Saturday, October 31, 2015

Alternative Education for the Whole Person

The education ministry and other interested groups in society acknowledge that with alternative methods of education, fewer would drop out of school. With this in mind, the Daegu Diocese had a seminar on alternative methods of education.
 

“The time in school should be happy; for many it is a time of unhappiness, we need to listen to the children." These were the words of one of the participants in the seminar, reported by the Catholic Times. The money spent on those in school and those not in school is vastly different. We need to show interest in those who do not  find a  place in our public school system. The seminar was working on the curriculum that an alternative system would find appropriate for the dropouts.
 
One of the participants compared the educational systems of Finland and Korea: rated first and second for achievement by the OECD. Both developed countries have methods at the two extremes. Finland does not distinguish between the first and the last, with a non-competitive approach to education, while Korea asks for answers to ordinary problems for competitive entrance exams.

One has to determine whether the school is making  students unable to adapt or are the students the ones not adapting. Students who are not able  to adapt to a strict regime, and want freedom need an  alternative type of education to keep them in school. In Korea in one year, over 50 thousand young people were not in school who should have been in school; many of them will end up as problem teenagers.

Conscious are educators that Korea is different from the past, large numbers of citizens and inhabitants have different cultural backgrounds. Often their facial features and color are different from the Korean students and consequently, meet up with  discrimination, and often ignored, a reason they give up on their studies.
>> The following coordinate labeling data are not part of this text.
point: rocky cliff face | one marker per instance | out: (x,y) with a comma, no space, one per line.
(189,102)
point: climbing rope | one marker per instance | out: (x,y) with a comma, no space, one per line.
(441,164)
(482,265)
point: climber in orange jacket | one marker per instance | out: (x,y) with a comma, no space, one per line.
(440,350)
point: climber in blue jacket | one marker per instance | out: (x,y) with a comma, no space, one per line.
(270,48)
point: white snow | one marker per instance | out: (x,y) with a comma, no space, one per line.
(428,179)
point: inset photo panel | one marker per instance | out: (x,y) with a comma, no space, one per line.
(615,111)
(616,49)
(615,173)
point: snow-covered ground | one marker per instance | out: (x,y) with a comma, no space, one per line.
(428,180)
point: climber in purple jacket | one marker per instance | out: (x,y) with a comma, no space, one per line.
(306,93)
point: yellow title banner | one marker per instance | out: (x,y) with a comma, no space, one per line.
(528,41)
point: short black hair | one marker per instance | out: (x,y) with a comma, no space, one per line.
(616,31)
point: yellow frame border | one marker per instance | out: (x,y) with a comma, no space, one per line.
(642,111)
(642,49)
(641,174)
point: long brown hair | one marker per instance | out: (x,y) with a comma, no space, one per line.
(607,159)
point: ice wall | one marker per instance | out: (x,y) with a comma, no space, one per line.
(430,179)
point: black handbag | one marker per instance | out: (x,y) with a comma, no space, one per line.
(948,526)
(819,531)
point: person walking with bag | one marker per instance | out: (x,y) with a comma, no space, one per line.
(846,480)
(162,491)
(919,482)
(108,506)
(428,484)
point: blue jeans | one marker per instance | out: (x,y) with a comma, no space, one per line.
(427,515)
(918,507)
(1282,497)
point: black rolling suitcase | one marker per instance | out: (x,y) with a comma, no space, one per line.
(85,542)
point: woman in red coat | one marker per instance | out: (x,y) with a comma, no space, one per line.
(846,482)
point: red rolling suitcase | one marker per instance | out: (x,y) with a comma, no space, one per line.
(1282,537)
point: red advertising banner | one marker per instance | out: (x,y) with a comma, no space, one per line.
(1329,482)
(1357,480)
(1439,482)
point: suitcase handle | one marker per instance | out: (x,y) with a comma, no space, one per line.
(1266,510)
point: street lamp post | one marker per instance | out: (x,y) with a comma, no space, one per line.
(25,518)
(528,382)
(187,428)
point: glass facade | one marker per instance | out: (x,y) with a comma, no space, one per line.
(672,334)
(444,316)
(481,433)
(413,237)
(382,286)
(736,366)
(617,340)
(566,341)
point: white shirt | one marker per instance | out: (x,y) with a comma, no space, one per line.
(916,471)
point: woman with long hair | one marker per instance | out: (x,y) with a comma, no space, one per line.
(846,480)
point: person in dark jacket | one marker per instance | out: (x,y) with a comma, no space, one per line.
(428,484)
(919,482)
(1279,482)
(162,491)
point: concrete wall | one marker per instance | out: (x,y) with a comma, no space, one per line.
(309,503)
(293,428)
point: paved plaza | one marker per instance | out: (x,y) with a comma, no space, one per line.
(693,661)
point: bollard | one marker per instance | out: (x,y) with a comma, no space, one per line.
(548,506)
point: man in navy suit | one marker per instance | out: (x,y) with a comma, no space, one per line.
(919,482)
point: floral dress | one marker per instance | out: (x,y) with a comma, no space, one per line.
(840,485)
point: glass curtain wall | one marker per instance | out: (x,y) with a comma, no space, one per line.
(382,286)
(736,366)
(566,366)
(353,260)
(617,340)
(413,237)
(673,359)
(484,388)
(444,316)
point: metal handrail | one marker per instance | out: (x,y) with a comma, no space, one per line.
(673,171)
We know what it should be but facts show discrimination and drop outs. All students  have to be made to feel they are Korean.

We need an opening to these alternative forms of education, which do not see  students as losers and delinquents. The first full time alternative school was the Gandhi School  authorized by the Ministry of Education in 1997, but it never developed into a system of similar schools.

Alternative schools are not to complement the public schools but to keep the learner at the center with experience, and the student's humanity in mind: understanding the gifts each student has and to work to develop them, customized to the individual. We should be having happier students and persons who understand that education is not  only of the mind.